Emphasizing its success, the company says: “we have had more than 40,000 attendees at our workshops throughout the United States.” The Academy of VA Pension Planners, the Georgia firm, puts it more bluntly: “The financial benefit to your potential clients and residents helps your facility keep occupancy near or at 100 percent.”
The firms did not respond to requests for comment.
Holiday Retirement, the owner of Aspen View and Windlands South, has received complaints about its practices. In August, three elderly war veterans sued the company in Oregon state court, accusing Holiday of misleading them about the pension “as part of a scheme to increase occupancy rates and rental income.”
The suit, which is pending, claims the veterans learned that they would not qualify only after they moved in. In September, Holiday Retirement agreed to pay up to $3,500 to 163 veterans after Oregon accused the company of misleading the veterans about the pension benefit.

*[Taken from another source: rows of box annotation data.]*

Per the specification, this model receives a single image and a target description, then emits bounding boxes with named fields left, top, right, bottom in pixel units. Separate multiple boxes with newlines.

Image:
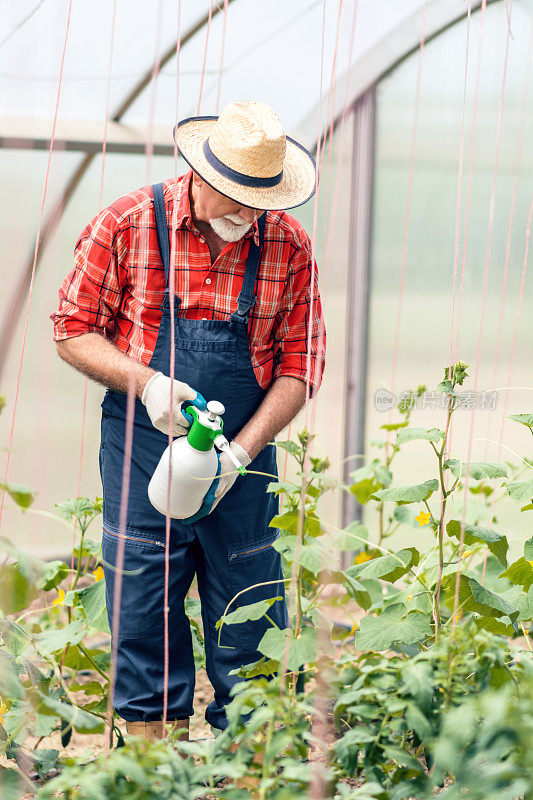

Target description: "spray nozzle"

left=213, top=434, right=246, bottom=475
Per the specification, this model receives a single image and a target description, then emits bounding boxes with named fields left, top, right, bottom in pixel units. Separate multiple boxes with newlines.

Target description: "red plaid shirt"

left=50, top=171, right=325, bottom=389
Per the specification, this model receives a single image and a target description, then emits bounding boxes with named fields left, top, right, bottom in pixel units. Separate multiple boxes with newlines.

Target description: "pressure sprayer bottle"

left=148, top=400, right=246, bottom=519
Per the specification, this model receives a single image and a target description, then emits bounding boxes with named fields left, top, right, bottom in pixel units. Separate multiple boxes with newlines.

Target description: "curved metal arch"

left=0, top=0, right=234, bottom=378
left=298, top=0, right=502, bottom=151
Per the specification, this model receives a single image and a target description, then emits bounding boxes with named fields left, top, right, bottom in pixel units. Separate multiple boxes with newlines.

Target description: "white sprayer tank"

left=148, top=401, right=224, bottom=519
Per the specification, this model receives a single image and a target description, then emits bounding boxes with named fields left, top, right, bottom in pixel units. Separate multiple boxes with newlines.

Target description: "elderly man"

left=52, top=102, right=324, bottom=738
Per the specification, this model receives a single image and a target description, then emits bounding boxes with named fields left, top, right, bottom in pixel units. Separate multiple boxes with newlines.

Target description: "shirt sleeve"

left=273, top=239, right=326, bottom=397
left=50, top=209, right=123, bottom=342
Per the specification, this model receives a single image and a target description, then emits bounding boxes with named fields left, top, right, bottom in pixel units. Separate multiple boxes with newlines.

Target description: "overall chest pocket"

left=221, top=531, right=287, bottom=663
left=175, top=339, right=237, bottom=406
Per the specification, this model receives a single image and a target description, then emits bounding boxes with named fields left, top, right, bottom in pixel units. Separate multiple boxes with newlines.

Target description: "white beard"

left=209, top=214, right=253, bottom=242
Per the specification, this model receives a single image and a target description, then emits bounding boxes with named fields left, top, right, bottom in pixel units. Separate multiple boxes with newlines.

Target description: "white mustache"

left=222, top=214, right=250, bottom=226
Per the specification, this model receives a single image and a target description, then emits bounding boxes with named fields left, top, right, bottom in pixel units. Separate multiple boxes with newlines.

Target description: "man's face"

left=192, top=174, right=263, bottom=242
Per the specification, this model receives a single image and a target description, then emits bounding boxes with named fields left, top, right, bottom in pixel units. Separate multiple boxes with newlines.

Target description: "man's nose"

left=239, top=206, right=261, bottom=222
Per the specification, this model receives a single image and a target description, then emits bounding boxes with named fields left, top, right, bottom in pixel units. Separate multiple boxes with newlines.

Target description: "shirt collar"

left=172, top=169, right=259, bottom=245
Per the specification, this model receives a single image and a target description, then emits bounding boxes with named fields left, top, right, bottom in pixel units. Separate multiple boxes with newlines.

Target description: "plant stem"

left=78, top=642, right=109, bottom=682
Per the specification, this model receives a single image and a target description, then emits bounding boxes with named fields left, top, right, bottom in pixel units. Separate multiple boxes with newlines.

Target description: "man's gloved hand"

left=141, top=372, right=206, bottom=436
left=211, top=442, right=252, bottom=511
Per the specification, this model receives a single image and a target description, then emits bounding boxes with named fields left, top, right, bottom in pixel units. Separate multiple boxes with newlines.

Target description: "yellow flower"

left=52, top=589, right=65, bottom=606
left=415, top=511, right=431, bottom=528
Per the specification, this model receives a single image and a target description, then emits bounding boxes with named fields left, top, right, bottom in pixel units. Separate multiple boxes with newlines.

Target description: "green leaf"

left=55, top=497, right=102, bottom=524
left=373, top=478, right=439, bottom=504
left=507, top=414, right=533, bottom=429
left=0, top=481, right=37, bottom=510
left=500, top=558, right=533, bottom=592
left=0, top=618, right=31, bottom=658
left=0, top=765, right=27, bottom=800
left=442, top=458, right=507, bottom=481
left=0, top=536, right=70, bottom=591
left=33, top=619, right=87, bottom=655
left=215, top=597, right=283, bottom=630
left=435, top=381, right=453, bottom=394
left=269, top=511, right=298, bottom=534
left=350, top=476, right=382, bottom=505
left=354, top=603, right=432, bottom=650
left=267, top=481, right=298, bottom=494
left=442, top=573, right=518, bottom=622
left=0, top=651, right=24, bottom=700
left=446, top=519, right=509, bottom=567
left=228, top=656, right=278, bottom=678
left=396, top=428, right=444, bottom=444
left=379, top=422, right=409, bottom=431
left=319, top=570, right=372, bottom=611
left=0, top=564, right=39, bottom=614
left=331, top=520, right=369, bottom=551
left=37, top=692, right=104, bottom=733
left=257, top=628, right=317, bottom=672
left=346, top=547, right=420, bottom=583
left=476, top=617, right=514, bottom=636
left=505, top=478, right=533, bottom=503
left=78, top=580, right=106, bottom=625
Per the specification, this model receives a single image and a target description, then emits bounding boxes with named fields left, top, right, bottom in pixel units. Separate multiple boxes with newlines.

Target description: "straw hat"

left=174, top=101, right=315, bottom=210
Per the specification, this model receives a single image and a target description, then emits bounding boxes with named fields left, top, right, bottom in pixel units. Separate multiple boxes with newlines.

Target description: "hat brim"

left=174, top=117, right=316, bottom=211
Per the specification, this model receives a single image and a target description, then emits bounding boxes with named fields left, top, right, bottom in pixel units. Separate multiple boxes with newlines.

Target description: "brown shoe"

left=126, top=717, right=189, bottom=742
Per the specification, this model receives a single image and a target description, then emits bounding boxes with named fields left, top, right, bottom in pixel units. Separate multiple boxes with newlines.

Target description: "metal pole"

left=0, top=0, right=233, bottom=377
left=342, top=86, right=376, bottom=528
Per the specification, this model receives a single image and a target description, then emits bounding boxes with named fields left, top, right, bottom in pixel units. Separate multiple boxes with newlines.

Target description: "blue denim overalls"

left=100, top=184, right=287, bottom=729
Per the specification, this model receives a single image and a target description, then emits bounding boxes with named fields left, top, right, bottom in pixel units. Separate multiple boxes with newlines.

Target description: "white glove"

left=211, top=442, right=252, bottom=511
left=141, top=372, right=197, bottom=436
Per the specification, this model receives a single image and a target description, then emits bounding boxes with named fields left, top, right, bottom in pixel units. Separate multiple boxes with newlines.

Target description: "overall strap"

left=231, top=216, right=266, bottom=323
left=152, top=183, right=170, bottom=293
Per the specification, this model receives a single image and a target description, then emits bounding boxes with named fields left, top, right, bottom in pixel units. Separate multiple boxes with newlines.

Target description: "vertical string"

left=305, top=0, right=342, bottom=428
left=70, top=0, right=117, bottom=587
left=163, top=0, right=181, bottom=727
left=483, top=10, right=533, bottom=460
left=196, top=0, right=213, bottom=116
left=449, top=0, right=472, bottom=374
left=215, top=0, right=228, bottom=114
left=145, top=0, right=163, bottom=183
left=107, top=368, right=135, bottom=747
left=452, top=0, right=513, bottom=627
left=387, top=0, right=427, bottom=418
left=0, top=0, right=72, bottom=527
left=453, top=0, right=486, bottom=361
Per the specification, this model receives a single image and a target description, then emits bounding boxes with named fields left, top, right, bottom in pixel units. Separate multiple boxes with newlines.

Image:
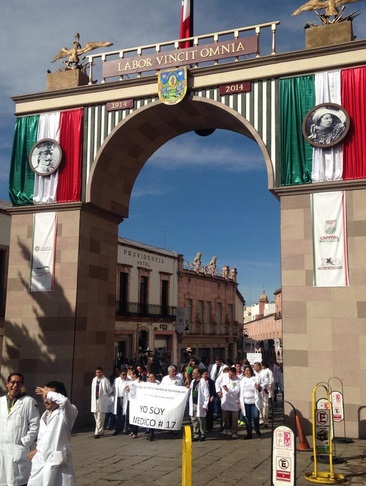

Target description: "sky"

left=0, top=0, right=365, bottom=305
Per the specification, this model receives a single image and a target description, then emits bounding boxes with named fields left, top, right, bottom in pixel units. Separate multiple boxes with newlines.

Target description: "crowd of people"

left=91, top=350, right=283, bottom=441
left=0, top=372, right=78, bottom=486
left=0, top=353, right=283, bottom=486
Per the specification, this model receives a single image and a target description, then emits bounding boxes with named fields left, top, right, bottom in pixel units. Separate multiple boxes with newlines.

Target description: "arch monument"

left=1, top=22, right=366, bottom=436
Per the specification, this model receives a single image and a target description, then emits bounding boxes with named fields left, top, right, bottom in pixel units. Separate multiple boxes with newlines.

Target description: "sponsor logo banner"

left=29, top=212, right=57, bottom=292
left=311, top=191, right=349, bottom=287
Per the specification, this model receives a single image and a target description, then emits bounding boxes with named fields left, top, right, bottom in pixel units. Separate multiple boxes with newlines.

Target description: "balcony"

left=186, top=322, right=238, bottom=336
left=116, top=301, right=177, bottom=319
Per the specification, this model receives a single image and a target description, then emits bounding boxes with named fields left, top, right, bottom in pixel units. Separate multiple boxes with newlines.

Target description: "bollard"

left=182, top=425, right=192, bottom=486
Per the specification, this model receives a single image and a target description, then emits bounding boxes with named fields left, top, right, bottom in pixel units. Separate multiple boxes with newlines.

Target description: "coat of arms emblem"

left=158, top=67, right=187, bottom=105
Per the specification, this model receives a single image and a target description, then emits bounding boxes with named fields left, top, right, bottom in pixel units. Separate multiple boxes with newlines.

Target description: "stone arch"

left=86, top=96, right=274, bottom=218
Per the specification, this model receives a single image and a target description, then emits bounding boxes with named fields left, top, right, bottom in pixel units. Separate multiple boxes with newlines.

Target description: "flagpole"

left=190, top=0, right=194, bottom=38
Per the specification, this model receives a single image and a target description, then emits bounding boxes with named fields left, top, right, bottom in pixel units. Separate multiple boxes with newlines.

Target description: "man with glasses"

left=0, top=373, right=39, bottom=486
left=113, top=369, right=131, bottom=435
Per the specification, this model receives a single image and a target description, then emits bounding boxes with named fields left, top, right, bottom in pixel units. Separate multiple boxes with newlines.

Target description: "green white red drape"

left=280, top=66, right=366, bottom=186
left=179, top=0, right=193, bottom=48
left=310, top=191, right=349, bottom=287
left=9, top=108, right=83, bottom=206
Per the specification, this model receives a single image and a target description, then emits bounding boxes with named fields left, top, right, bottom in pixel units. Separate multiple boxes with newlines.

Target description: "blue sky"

left=0, top=0, right=364, bottom=304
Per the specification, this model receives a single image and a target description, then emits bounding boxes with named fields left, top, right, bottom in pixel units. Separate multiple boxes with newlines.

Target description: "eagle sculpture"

Back in Nashville, Mr. Schneider said he had lost almost everything.
He said he was assured by a Holiday representative that he would quality for the V.A. benefit, prompting him to leave his trailer home in Florida and move to Tennessee, where he has family. His share of his first month’s rent, for January 2012, was $875, according to a copy of his contract. Mr. Schneider said he was assured that his contribution would shrink to approximately $40 a month once his V.A. benefit kicked in.
It never did.
“We denied your claim for pension benefits,” the V.A. informed Mr. Schneider in a letter dated Oct. 12, 2012. Mr. Schneider has since moved out of Windlands South. He is living alone in a small apartment.
“They did me wrong,” he said, “after everything I tried to do for my country.”